For the function \( f(x) = \ln(x+1) \), we first calculate its derivatives:

• The first derivative is \( f'(x) = \frac{1}{x+1} \). It represents the slope or the rate of change of the function. For \( x = 1 \), this translates to \( f'(1) = \frac{1}{2} \), suggesting that at this point, the function rises half a unit per one-unit change in \( x \).
• The second derivative, \( f''(x) = -\frac{1}{(x+1)^2} \), gives us information about the concavity of the curve. A negative value at \( x = 1 \) means the curve is concave down there. The calculation for this is \( f''(1) = -\frac{1}{4} \).
• For higher derivatives, like the third (\( f'''(x) = \frac{2}{(x+1)^3} \)) and the fourth (\( f^{(4)}(x) = -\frac{6}{(x+1)^4} \)), they provide information on how the curvature and shape of the curve changes beyond immediate vicinity of the point \( x = 1 \).

These derivatives are used to build up the polynomial step by step, each one adding more detail based on its behavior.

Polynomial Approximation

Polynomial approximation involves using polynomials to approximate more complex functions. The idea is to get a polynomial that acts like the function near a point.
With Taylor polynomials, this involves taking the function value and its derivatives, and forming a polynomial that matches these values at a particular point \( c \). This makes the polynomial a good approximation of the function nearby.

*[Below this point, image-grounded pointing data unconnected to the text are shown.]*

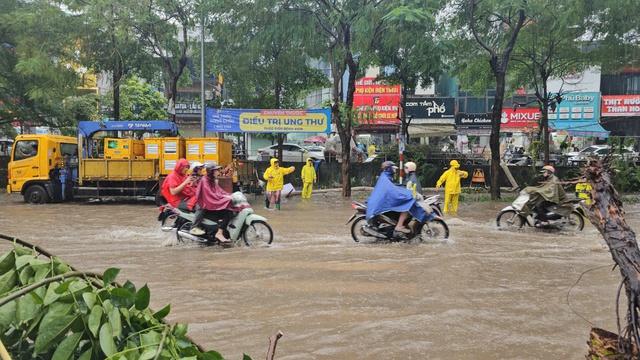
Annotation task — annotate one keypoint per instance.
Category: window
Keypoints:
(69, 149)
(25, 149)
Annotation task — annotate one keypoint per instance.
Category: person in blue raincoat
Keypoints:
(387, 196)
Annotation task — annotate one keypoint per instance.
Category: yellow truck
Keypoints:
(53, 168)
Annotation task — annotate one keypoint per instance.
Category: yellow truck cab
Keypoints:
(53, 168)
(38, 167)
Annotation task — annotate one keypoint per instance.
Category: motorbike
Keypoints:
(512, 216)
(381, 227)
(245, 226)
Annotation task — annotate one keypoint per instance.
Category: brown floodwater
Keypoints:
(482, 294)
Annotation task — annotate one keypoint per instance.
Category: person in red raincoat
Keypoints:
(178, 188)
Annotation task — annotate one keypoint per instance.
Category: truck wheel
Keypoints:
(36, 195)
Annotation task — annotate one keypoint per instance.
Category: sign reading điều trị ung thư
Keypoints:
(268, 120)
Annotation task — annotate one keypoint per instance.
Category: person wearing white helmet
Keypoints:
(549, 196)
(387, 196)
(412, 182)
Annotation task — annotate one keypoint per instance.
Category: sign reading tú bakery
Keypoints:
(621, 105)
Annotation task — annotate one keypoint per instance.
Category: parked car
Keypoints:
(290, 153)
(314, 148)
(600, 151)
(519, 160)
(585, 151)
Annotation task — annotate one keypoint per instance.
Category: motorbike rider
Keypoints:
(211, 199)
(387, 196)
(549, 196)
(178, 187)
(411, 181)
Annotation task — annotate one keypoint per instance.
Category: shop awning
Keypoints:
(426, 130)
(583, 128)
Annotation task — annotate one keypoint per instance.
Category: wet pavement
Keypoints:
(482, 294)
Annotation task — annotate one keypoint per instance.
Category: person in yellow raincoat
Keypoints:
(452, 188)
(308, 178)
(583, 191)
(275, 182)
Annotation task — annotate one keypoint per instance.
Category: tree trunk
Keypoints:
(494, 139)
(277, 88)
(117, 78)
(607, 215)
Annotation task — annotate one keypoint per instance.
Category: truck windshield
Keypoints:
(69, 149)
(25, 149)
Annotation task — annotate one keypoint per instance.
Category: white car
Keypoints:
(290, 153)
(600, 151)
(586, 151)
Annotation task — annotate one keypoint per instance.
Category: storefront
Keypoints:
(576, 120)
(430, 117)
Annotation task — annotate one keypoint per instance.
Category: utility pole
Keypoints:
(203, 106)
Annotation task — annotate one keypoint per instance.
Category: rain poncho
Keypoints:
(308, 173)
(387, 196)
(173, 180)
(552, 191)
(212, 197)
(412, 181)
(277, 182)
(452, 178)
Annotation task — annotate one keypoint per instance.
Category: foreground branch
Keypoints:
(607, 215)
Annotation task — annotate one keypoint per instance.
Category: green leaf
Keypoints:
(180, 330)
(107, 344)
(42, 273)
(122, 298)
(21, 250)
(64, 286)
(7, 261)
(36, 297)
(110, 275)
(115, 321)
(59, 266)
(89, 298)
(129, 286)
(95, 319)
(142, 298)
(8, 281)
(149, 353)
(52, 295)
(23, 261)
(27, 309)
(7, 315)
(213, 355)
(162, 313)
(86, 355)
(26, 275)
(67, 347)
(151, 338)
(49, 334)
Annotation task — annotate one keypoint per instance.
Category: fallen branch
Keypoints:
(607, 215)
(273, 341)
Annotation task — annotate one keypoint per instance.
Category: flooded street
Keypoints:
(483, 294)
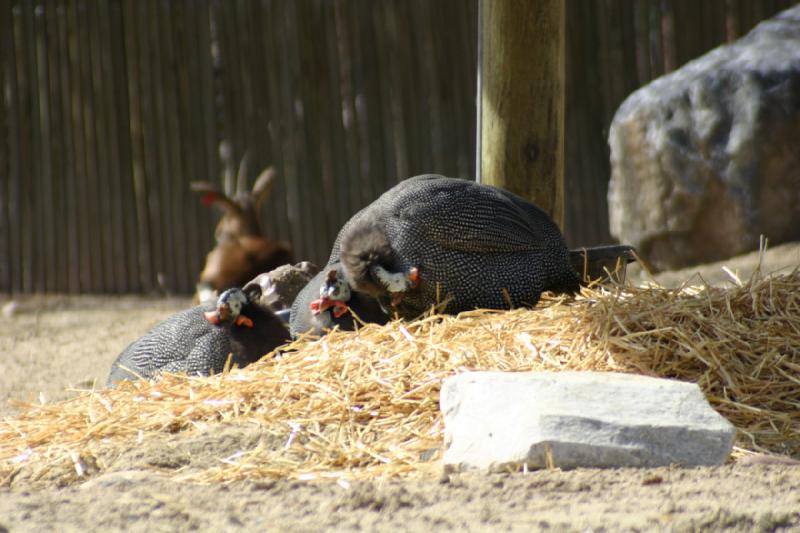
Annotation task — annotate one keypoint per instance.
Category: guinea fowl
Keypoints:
(200, 340)
(327, 301)
(434, 240)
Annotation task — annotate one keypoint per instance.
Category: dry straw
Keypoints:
(365, 404)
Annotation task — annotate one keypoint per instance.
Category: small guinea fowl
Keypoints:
(327, 302)
(199, 340)
(435, 240)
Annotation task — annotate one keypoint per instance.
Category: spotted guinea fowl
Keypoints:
(199, 340)
(327, 301)
(435, 240)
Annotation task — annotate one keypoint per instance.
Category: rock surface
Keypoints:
(497, 420)
(705, 160)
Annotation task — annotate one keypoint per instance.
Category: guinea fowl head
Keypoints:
(333, 294)
(229, 309)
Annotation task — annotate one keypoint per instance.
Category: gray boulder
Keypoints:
(497, 420)
(706, 159)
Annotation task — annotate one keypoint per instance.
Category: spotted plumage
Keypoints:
(304, 319)
(199, 340)
(473, 246)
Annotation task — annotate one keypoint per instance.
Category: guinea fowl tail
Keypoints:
(364, 247)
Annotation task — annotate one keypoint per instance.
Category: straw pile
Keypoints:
(365, 404)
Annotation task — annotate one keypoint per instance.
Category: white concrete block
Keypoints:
(496, 420)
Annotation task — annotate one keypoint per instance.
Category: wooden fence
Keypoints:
(109, 108)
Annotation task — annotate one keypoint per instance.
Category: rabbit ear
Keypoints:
(211, 195)
(263, 185)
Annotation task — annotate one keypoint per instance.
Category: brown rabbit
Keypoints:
(242, 252)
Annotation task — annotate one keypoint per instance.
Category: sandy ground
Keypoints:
(52, 344)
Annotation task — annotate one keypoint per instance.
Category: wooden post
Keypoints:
(521, 112)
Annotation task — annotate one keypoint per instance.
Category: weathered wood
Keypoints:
(6, 72)
(522, 100)
(110, 108)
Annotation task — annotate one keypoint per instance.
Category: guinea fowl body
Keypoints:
(473, 246)
(188, 342)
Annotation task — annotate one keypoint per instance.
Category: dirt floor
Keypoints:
(52, 344)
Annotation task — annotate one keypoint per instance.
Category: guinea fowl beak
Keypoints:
(324, 303)
(213, 317)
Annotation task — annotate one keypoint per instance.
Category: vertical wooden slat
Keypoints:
(6, 132)
(177, 276)
(57, 247)
(189, 108)
(100, 144)
(104, 53)
(124, 202)
(208, 94)
(42, 202)
(368, 89)
(27, 121)
(274, 128)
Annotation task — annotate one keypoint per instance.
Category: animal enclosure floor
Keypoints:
(50, 344)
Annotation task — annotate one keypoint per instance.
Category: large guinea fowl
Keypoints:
(432, 240)
(201, 339)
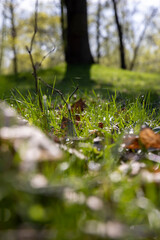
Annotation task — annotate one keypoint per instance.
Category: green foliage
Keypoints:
(83, 192)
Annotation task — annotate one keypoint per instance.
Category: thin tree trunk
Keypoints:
(14, 36)
(63, 27)
(135, 54)
(2, 39)
(98, 30)
(120, 36)
(77, 42)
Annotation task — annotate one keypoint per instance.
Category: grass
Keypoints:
(85, 195)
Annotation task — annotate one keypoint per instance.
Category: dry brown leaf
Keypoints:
(131, 142)
(78, 106)
(149, 139)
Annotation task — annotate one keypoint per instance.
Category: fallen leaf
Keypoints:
(100, 125)
(78, 106)
(68, 126)
(131, 141)
(149, 139)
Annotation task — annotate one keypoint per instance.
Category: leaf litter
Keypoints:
(134, 149)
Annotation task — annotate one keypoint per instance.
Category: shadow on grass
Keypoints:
(104, 81)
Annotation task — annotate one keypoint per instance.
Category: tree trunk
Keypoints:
(120, 36)
(14, 36)
(2, 39)
(135, 53)
(77, 42)
(98, 30)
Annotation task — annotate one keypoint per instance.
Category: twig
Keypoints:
(73, 93)
(45, 56)
(61, 94)
(35, 25)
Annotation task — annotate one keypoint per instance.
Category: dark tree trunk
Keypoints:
(77, 42)
(135, 53)
(120, 36)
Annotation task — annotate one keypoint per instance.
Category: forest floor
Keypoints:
(107, 184)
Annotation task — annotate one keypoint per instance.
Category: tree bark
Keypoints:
(2, 39)
(120, 36)
(14, 36)
(77, 42)
(135, 54)
(98, 30)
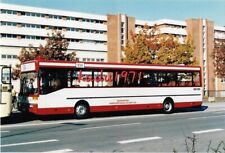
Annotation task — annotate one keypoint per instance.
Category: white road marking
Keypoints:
(5, 131)
(81, 121)
(205, 117)
(59, 151)
(207, 131)
(139, 140)
(108, 126)
(27, 143)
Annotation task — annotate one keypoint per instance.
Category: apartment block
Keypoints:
(100, 38)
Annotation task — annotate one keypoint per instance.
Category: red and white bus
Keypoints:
(80, 88)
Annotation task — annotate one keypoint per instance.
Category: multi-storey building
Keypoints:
(100, 37)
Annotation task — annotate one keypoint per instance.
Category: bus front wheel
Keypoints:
(81, 110)
(168, 106)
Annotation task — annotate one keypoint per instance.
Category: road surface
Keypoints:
(132, 132)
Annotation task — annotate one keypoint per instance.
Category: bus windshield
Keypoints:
(29, 84)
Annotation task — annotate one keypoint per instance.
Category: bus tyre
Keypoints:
(81, 111)
(168, 106)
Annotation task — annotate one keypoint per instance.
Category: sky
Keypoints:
(150, 10)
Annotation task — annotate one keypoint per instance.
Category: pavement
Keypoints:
(119, 132)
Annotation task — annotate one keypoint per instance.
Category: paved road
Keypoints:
(133, 132)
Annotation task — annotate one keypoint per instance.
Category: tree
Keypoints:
(171, 51)
(219, 58)
(54, 49)
(137, 51)
(160, 48)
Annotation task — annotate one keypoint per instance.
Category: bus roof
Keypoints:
(36, 64)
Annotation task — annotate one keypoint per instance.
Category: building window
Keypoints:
(3, 56)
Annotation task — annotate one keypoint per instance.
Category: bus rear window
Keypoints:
(28, 83)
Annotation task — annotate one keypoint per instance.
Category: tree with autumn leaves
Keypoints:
(151, 47)
(219, 58)
(54, 49)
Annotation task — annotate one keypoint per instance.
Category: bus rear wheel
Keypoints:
(81, 110)
(168, 106)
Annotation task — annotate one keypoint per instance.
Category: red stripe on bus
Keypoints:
(70, 110)
(125, 107)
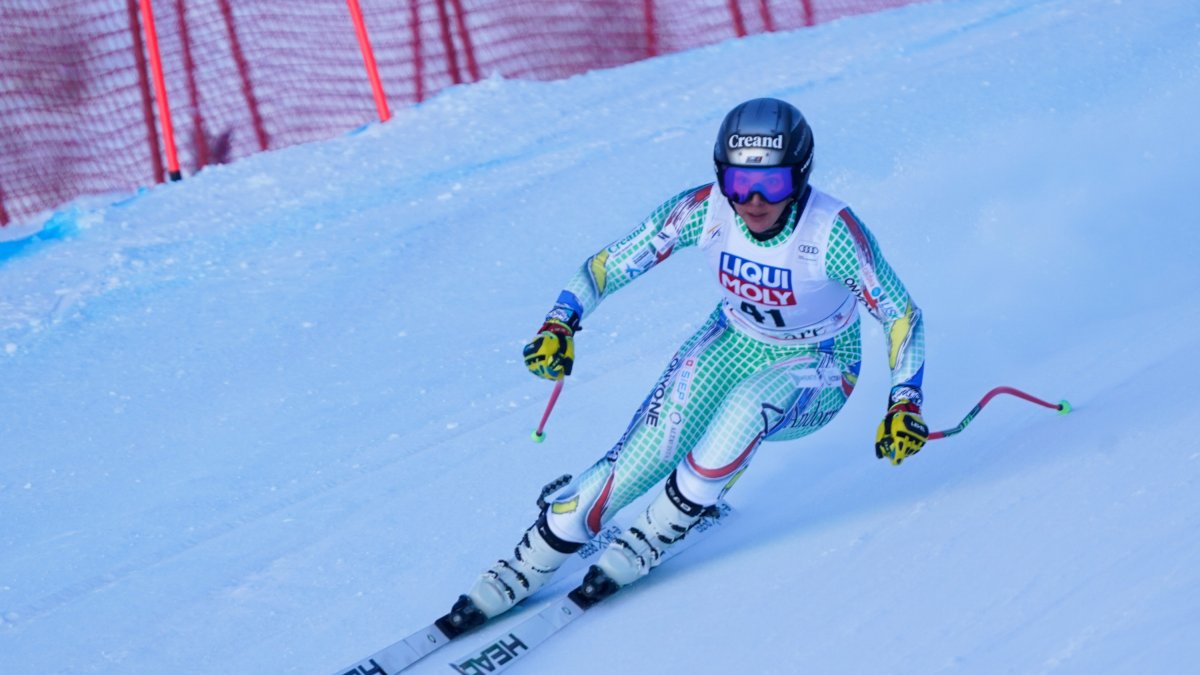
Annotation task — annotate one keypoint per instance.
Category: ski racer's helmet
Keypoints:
(765, 145)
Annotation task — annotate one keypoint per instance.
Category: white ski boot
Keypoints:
(641, 548)
(534, 561)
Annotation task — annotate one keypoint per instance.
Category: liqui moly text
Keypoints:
(760, 284)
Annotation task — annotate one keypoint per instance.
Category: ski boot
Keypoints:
(641, 548)
(535, 559)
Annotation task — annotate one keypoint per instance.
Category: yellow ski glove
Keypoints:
(901, 434)
(551, 353)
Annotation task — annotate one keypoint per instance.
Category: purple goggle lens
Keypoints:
(741, 183)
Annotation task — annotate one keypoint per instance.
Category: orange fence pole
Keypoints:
(360, 30)
(160, 88)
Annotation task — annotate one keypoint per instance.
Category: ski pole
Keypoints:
(539, 434)
(1062, 406)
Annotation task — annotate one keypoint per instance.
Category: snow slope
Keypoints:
(274, 417)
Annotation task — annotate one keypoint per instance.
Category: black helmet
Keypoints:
(766, 132)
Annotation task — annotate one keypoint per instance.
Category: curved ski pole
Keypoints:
(1062, 406)
(539, 434)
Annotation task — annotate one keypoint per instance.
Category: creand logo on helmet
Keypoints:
(771, 142)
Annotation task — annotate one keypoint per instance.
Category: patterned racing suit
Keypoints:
(775, 360)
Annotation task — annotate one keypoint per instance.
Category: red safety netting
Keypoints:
(78, 112)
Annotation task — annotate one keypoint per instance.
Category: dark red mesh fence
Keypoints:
(78, 113)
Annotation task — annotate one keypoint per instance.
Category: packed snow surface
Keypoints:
(274, 417)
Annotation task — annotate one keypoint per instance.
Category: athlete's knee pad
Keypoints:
(705, 484)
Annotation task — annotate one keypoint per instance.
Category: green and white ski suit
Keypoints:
(775, 360)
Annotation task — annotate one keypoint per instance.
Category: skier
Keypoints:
(775, 360)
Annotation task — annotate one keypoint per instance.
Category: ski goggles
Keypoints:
(774, 184)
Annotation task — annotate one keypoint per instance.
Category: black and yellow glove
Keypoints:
(903, 432)
(551, 353)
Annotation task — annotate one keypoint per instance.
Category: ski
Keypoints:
(517, 641)
(420, 644)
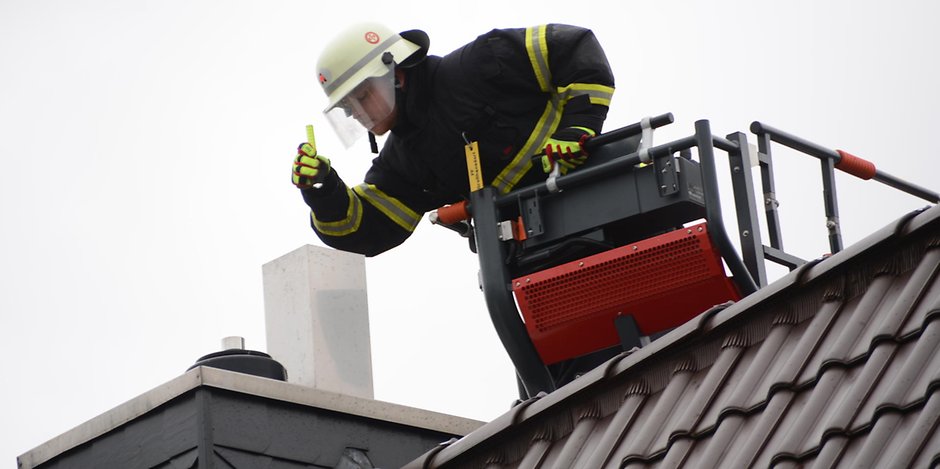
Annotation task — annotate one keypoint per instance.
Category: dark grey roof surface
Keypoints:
(834, 365)
(210, 417)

• The Taylor polynomial we develop is based at \( x = c \), which in this case is \( x = 1 \). This is why it's called a 'centered' approximation.
• The degree of the polynomial \( n \) is how many terms of the polynomial we include. The higher the degree, the more accurately it could represent the function.

The specific formula looks like: \[ P_n(x) = f(c) + f'(c)\frac{(x-c)^1}{1!} + f''(c)\frac{(x-c)^2}{2!} + \ldots + f^{(n)}(c)\frac{(x-c)^n}{n!} \] The Taylor polynomial becomes an approximately equivalent representation of the function near \( x = c \), where each derivative adjusts for accuracy.

Natural Logarithm

The natural logarithm, represented as \( \ln(x) \), is considered special because it uses the base \( e \), Euler's number. It's ubiquitous in science and engineering because it simplifies differentiation and integration.
When you consider \( f(x) = \ln(x+1) \), every term of the Taylor polynomial provides an insight or summary of the natural logarithm's behavior near any given point.

• The natural logarithm is continuous and differentiable everywhere in its domain \( x > -1 \). For \( \ln(x+1) \), \( x = 0 \) becomes \( \ln(1)\) which equals zero, setting a convenient starting point for approximating.
• This logarithm function increases but at a decreasing rate, pointing towards its concavity, which is reflected by the second derivative \( f''(x) \).

Leveraging this specific function in our Taylor polynomial showcases the power of these techniques to dissect and understand subtle variations of more complex mathematical behaviors.